Für die Abschätzung der Häufigkeit von Long COVID wurden Kinder und Jugendliche mit einem positiven Antikörpertest, als Nachweis einer zurückliegenden Infektion, mit Kindern und Jugendlichen mit einem negativen Antikörpertest verglichen. Letztgenannte Gruppe diente dabei als Kontrollgruppe.
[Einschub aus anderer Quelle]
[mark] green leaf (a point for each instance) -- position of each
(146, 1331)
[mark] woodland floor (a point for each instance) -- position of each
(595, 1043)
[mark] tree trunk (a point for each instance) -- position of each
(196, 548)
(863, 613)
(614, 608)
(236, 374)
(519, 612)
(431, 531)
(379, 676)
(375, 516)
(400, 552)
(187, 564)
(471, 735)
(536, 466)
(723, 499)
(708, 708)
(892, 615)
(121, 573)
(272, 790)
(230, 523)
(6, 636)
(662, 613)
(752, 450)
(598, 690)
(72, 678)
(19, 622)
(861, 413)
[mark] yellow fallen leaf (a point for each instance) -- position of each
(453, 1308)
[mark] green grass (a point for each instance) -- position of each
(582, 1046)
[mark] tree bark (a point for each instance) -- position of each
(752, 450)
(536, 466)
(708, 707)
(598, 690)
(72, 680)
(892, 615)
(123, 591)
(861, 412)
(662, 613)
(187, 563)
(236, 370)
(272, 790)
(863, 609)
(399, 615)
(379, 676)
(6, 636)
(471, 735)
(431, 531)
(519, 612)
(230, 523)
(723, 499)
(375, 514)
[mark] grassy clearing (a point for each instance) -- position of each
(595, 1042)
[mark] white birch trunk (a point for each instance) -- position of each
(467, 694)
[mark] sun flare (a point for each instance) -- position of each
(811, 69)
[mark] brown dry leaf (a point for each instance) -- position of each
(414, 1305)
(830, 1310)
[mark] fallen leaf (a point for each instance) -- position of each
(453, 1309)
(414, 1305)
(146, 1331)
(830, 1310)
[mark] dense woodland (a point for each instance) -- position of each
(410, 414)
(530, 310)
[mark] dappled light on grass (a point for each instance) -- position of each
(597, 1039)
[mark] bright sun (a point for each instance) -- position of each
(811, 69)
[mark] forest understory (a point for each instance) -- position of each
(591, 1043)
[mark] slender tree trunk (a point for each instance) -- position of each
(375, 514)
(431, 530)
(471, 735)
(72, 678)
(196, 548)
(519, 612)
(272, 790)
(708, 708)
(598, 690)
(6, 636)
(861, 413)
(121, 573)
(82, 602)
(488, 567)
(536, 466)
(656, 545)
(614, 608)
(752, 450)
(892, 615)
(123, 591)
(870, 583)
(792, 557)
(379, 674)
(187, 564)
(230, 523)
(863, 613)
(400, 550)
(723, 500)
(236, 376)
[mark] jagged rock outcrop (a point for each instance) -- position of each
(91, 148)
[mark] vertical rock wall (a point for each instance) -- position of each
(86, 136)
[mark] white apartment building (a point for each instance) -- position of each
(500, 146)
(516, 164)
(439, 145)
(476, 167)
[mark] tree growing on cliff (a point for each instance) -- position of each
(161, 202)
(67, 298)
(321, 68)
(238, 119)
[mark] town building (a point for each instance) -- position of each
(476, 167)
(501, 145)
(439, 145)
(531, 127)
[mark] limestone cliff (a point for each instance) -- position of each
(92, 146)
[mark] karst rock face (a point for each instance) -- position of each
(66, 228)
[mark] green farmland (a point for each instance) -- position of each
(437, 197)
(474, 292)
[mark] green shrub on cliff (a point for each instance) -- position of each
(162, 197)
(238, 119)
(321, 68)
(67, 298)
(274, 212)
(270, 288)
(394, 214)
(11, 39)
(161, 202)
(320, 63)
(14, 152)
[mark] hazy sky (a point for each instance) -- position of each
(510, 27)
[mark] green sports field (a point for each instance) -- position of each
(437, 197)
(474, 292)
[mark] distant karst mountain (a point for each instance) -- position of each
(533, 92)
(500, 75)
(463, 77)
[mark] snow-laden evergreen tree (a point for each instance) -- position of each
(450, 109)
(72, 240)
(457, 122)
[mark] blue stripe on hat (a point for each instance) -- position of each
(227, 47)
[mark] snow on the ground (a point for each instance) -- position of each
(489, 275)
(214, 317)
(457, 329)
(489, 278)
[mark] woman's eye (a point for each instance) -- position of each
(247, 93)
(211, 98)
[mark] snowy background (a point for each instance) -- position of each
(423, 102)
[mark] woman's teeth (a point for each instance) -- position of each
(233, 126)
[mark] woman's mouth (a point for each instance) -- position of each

Weitere detaillierte Informationen finden Sie hier

Wichtigste Resultate

  • Long COVID assoziierte Symptome sind bei Kindern und Jugendlichen aus dem Kanton Zürich selten. 
  • Insgesamt können 2% der Spätsymptome Long-COVID zugeordnet werden: Sowohl Kinder und Jugendliche mit Antikörpernachweis (4%), das heisst nach einer durchgemachten Infektion, als auch Kinder und Jugendliche ohne Antikörpernachweis (2%) berichten von mindestens einem Spätsymptom. 
  • Müdigkeit (3%), Konzentrationsprobleme (2%) und erhöhtes Schlafbedürfnis (2%) wurde von Antikörper-positiv getesteten Kindern und Jugendlichen berichtet.
  • Keines der Kinder und Jugendlichen musste aufgrund einer Coronavirus-Infektion oder Spätsymptomen hospitalisiert werden. 

Empfehlungen

  • Kinder und Jugendliche bestmöglich vor einer Coronavirus-Infektion schützen. 
  • Die empfohlenen Hygiene- und Verhaltensregeln des Bundesamtes für Gesundheit im Alltag und in der Schule weiterhin konsequent umsetzen. 

Qualität der Evidenz

Die Auswertung zu Long COVID beruht auf Erhebungen mit einem Fragebogen und nicht auf klinischen Untersuchungen. Somit ist eine Verzerrung einzelner Antworten zu den Symptomen möglich. Darüber hinaus ist die Gruppe von Antikörper-positiv getesteten Kindern und Jugendlichen verhältnismässig klein. Ein Vorteil unserer Längsschnittstudie ist, dass wir auch eine Kontrollgruppe haben – dies wurde bei bisher publizierten Studien zu diesem Thema bemängelt. 

Offen bleibt

Es bedarf weiterer Bevölkerungsstudien zu Long COVID bei Kindern und Jugendlichen, um die Langzeitauswirkungen von Infektionen mit dem Coronavirus auf die Lebensqualität, das alltägliche Leben inklusive Schule und Schulleistungen besser zu verstehen und mögliche therapeutische Ansätze anbieten zu können.